Linux CXL
 help / color / mirror / Atom feed
From: Dan Williams <dan.j.williams@intel.com>
To: Vikram Sethi <vsethi@nvidia.com>,
	Dan Williams <dan.j.williams@intel.com>,
	"Yasunori Gotou (Fujitsu)" <y-goto@fujitsu.com>,
	"linux-cxl@vger.kernel.org" <linux-cxl@vger.kernel.org>,
	"catalin.marinas@arm.com" <Catalin.Marinas@arm.com>,
	James Morse <james.morse@arm.com>
Cc: "Natu, Mahesh" <mahesh.natu@intel.com>
Subject: RE: Questions about CXL device (type 3 memory) hotplug
Date: Tue, 23 May 2023 11:40:19 -0700	[thread overview]
Message-ID: <646d0892eadc3_afb77294cb@dwillia2-xfh.jf.intel.com.notmuch> (raw)
In-Reply-To: <BYAPR12MB333685D98C43D5247BEA998EBD409@BYAPR12MB3336.namprd12.prod.outlook.com>

Vikram Sethi wrote:
> Hi Dan, 
> 
> > From: Dan Williams <dan.j.williams@intel.com>
> > Sent: Monday, May 22, 2023 7:12 PM
> > To: Yasunori Gotou (Fujitsu) <y-goto@fujitsu.com>; linux-
> > cxl@vger.kernel.org
> > Cc: 'Dan Williams' <dan.j.williams@intel.com>
> > Subject: RE: Questions about CXL device (type 3 memory) hotplug
> > 
> > > Q4) Current CXL drivers/tools support Hot-removal request from PCIe?
> > >
> > >     CXL specification says "In a managed Hot-Remove flow, software is
> > >     notified of a hot removal request."
> > 
> > Currently there is a requirement that:
> > 
> > cxl disable-memdev
> > 
> > ...is run before the device can be removed.
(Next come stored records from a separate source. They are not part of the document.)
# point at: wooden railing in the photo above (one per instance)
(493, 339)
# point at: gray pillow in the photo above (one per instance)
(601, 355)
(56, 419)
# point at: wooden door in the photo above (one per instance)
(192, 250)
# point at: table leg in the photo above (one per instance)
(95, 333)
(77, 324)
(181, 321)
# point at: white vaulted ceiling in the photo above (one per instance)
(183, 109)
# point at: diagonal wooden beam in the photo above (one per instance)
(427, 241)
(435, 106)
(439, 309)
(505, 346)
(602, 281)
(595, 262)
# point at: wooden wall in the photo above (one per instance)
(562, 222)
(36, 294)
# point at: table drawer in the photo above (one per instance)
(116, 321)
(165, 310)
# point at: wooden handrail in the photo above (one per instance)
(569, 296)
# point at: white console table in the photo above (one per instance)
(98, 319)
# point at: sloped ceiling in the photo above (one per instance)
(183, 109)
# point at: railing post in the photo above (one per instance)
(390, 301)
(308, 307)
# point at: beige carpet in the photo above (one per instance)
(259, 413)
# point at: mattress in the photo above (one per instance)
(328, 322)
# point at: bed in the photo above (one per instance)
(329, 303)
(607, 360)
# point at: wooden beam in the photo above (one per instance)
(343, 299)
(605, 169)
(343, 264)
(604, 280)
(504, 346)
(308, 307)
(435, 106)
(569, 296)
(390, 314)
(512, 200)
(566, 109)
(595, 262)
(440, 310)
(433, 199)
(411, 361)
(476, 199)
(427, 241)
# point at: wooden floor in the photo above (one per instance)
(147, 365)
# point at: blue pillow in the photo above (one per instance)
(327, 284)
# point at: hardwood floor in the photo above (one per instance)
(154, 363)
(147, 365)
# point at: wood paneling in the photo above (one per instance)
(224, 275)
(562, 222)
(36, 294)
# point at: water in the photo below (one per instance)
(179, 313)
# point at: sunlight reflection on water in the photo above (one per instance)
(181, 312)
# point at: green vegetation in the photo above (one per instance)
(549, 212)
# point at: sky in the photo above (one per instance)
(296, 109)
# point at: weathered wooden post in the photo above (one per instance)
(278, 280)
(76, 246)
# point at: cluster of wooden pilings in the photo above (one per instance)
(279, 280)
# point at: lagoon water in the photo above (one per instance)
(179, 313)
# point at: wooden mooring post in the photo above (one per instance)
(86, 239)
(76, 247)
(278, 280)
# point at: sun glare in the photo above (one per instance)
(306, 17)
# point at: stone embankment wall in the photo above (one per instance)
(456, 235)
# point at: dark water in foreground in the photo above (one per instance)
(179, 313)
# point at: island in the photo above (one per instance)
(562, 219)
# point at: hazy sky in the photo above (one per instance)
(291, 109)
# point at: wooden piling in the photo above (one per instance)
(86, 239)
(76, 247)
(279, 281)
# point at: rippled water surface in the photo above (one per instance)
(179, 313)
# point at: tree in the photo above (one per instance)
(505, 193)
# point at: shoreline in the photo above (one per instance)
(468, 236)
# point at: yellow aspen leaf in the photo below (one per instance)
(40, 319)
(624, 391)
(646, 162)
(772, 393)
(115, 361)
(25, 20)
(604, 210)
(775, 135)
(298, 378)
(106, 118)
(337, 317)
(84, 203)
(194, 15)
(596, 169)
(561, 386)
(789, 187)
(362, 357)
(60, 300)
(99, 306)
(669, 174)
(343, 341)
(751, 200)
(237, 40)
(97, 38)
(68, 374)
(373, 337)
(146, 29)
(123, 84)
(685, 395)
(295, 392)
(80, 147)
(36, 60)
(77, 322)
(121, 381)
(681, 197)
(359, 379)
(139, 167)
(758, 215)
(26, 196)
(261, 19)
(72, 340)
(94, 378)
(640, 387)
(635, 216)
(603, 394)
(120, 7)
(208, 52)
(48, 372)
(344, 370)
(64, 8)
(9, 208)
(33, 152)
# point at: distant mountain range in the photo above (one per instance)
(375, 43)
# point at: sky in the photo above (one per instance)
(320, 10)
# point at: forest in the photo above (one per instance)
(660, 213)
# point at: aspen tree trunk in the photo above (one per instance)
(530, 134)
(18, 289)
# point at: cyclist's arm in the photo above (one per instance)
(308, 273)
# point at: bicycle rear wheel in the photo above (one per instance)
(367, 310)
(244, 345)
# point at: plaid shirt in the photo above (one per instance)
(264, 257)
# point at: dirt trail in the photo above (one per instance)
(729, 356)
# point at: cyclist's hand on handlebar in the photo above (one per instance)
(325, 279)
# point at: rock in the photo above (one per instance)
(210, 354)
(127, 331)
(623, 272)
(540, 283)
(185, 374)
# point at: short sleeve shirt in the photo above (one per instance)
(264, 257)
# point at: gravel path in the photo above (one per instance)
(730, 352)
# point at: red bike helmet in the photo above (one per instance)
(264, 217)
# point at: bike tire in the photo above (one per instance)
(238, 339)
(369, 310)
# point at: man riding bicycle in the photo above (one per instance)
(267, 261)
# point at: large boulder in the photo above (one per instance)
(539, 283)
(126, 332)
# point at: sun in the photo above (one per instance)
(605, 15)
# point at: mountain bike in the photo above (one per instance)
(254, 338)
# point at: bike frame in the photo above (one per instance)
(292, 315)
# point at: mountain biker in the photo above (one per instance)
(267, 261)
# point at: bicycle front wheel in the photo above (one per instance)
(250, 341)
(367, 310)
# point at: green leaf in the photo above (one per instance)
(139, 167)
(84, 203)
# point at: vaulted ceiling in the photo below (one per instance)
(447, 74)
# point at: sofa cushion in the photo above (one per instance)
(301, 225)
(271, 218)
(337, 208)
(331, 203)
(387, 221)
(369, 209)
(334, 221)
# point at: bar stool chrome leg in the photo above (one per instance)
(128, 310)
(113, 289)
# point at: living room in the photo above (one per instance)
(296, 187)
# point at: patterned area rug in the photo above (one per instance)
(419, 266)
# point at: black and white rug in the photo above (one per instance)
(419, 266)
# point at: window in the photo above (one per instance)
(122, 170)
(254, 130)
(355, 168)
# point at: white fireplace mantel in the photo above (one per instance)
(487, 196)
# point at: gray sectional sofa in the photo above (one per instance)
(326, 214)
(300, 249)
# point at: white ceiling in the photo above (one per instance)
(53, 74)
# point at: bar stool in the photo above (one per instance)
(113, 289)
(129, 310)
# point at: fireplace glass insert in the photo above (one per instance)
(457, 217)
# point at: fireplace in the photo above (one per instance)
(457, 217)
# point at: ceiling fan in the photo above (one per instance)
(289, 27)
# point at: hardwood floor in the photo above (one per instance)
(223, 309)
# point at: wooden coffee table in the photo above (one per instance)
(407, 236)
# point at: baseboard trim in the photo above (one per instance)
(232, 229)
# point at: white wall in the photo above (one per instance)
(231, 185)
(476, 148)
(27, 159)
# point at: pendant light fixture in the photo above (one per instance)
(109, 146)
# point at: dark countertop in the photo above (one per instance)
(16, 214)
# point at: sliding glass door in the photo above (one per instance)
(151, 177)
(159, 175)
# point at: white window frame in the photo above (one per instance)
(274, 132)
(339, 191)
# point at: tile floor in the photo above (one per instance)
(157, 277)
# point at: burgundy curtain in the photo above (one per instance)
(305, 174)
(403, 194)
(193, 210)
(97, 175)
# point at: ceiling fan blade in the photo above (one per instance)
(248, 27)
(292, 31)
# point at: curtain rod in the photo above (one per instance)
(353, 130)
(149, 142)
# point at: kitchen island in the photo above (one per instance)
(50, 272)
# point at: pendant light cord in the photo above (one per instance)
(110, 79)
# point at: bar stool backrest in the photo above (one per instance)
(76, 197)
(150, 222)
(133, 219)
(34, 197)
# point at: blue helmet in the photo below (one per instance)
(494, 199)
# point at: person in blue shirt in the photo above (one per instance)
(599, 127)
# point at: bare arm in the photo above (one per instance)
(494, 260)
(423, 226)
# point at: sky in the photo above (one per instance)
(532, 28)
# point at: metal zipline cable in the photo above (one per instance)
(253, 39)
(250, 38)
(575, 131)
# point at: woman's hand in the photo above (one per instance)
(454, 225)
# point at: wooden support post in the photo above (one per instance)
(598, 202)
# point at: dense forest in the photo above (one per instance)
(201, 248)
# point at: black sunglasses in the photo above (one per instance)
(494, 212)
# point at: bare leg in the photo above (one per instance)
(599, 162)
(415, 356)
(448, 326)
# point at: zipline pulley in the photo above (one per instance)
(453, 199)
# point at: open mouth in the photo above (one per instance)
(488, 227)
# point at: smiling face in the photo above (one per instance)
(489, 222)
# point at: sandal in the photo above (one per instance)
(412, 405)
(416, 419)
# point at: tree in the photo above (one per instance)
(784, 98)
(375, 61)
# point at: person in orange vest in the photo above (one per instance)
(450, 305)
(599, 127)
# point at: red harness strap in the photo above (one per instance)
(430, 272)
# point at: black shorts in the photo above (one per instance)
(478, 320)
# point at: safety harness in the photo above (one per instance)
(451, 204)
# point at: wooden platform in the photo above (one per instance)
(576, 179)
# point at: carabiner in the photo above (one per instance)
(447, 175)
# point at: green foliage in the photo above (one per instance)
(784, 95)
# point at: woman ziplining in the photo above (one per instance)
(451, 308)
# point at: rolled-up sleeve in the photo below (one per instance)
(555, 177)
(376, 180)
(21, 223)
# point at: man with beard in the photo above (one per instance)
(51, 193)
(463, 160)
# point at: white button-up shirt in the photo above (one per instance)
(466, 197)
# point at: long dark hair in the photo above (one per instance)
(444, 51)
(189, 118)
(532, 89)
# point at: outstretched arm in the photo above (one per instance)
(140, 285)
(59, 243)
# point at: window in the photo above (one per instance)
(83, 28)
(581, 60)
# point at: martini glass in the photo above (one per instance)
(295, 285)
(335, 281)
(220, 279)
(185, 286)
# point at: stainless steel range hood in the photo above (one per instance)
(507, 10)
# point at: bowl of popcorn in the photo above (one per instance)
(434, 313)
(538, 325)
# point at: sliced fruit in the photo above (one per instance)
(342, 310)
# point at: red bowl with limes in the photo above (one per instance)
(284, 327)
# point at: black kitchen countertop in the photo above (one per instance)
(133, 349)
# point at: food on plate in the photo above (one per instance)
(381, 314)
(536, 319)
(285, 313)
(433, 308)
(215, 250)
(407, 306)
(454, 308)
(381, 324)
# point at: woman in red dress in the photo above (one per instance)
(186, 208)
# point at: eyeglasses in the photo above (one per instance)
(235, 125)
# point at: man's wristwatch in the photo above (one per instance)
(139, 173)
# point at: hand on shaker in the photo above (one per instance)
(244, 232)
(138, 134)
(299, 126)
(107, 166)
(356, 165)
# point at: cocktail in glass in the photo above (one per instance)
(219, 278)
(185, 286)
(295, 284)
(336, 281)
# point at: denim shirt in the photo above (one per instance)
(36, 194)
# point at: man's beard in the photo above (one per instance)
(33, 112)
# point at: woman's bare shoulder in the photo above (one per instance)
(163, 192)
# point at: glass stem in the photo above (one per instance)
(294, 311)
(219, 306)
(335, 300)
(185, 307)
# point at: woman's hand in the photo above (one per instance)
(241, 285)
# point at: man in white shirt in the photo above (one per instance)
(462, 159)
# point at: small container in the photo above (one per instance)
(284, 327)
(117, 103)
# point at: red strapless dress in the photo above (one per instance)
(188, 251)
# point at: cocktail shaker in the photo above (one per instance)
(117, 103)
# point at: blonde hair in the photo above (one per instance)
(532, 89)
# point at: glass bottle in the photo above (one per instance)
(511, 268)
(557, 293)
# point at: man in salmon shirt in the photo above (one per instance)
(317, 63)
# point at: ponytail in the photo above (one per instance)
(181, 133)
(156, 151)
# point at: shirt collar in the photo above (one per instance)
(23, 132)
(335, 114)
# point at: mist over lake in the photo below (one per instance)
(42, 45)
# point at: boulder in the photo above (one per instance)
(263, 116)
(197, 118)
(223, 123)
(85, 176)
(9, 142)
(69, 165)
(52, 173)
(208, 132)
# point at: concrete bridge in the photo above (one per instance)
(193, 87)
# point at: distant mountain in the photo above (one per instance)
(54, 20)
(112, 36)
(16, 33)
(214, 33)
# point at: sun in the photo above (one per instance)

There is no warning from the PCI
> > hotplug driver. Which means that if end user does the wrong sequence they
> > can crash the kernel / remove memory that may still be in active use.
> >
> Is there any notion of a cache flush when memory is removed (or in future CXL reset)?

No.

> Generally, CPU caches must be flushed when memory is removed because any evictions
> when the memory isn't present can cause async errors which can be fatal to the system
> or at least to VMs, depending on ISA.

This seems incompatible with memory hotplug. The cache flushing is only
done on the subsequent reuse of physical address range to make sure that
any pending evictions are complete before the newly constituted address
range is put into service, or that any prior clean cache lines of old
content are dropped. See cxl_region_invalidate_memregion() for where
this is called.

> If the kernel does the cache flush, it must be done
> with only uncacheable mappings present to prevent speculative fetches after the cache flush. 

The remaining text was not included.